To compute $\phi_\text{reac}$ at the atoms locations, we use `operators.potential` to then multiply by the charge and add to compute $\Delta G_\text{solv}$. The `332.064` term is just a unit conversion constant.

In [7]:
slp_q = bempp.api.operators.potential.laplace.single_layer(neumann_space, x_q.transpose())
dlp_q = bempp.api.operators.potential.laplace.double_layer(dirichl_space, x_q.transpose())
phi_q = slp_q*solution_neumann - dlp_q*solution_dirichl

# total dissolution energy applying constant to get units [kcal/mol]
total_energy = 2*np.pi*332.064*np.sum(q*phi_q).real
print("Total solvation energy: {:7.2f} [kcal/Mol]".format(total_energy))

Total solvation energy: -352.67 [kcal/Mol]


## References
[1] Yoon, B. J., & Lenhoff, A. M. (1990). A boundary element method for molecular electrostatics with electrolyte effects. *Journal of Computational Chemistry*, 11(9), 1080-1086.

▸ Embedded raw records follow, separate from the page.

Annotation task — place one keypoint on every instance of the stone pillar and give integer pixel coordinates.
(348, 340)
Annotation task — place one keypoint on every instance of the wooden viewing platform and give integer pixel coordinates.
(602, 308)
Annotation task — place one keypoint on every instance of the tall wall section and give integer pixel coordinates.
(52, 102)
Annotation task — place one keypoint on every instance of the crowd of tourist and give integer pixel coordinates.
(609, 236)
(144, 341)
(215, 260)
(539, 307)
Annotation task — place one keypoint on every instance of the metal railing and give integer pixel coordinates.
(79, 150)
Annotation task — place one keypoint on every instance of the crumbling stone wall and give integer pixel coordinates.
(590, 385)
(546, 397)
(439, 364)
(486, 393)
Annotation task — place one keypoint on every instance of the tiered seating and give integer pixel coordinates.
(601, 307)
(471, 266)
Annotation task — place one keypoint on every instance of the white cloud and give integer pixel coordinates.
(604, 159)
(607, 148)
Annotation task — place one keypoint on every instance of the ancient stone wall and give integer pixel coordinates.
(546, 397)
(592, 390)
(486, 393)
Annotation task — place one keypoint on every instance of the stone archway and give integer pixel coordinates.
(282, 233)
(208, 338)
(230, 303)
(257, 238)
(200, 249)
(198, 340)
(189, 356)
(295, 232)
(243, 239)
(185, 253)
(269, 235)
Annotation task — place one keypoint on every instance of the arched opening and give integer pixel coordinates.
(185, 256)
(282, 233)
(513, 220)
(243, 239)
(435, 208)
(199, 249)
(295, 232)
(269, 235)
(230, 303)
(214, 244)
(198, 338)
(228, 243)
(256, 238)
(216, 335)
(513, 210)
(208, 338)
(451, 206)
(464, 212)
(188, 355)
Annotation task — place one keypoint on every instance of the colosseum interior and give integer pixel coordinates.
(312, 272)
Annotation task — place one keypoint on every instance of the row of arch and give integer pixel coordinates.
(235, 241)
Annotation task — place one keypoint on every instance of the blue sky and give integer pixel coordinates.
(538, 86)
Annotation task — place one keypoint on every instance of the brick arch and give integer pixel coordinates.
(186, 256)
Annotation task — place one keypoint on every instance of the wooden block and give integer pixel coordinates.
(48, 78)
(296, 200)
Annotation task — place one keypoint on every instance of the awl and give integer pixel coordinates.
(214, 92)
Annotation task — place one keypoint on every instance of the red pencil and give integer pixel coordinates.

[2] Dolinsky, T. J., Nielsen, J. E., McCammon, J. A., & Baker, N. A. (2004). PDB2PQR: an automated pipeline for the setup of Poisson–Boltzmann electrostatics calculations. *Nucleic acids research*, 32(suppl_2), W665-W667.

[3] Sanner, M. F., Olson, A. J., & Spehner, J. C. (1995, September). Fast and robust computation of molecular surfaces. In *Proceedings of the eleventh annual symposium on Computational geometry* (pp. 406-407). ACM.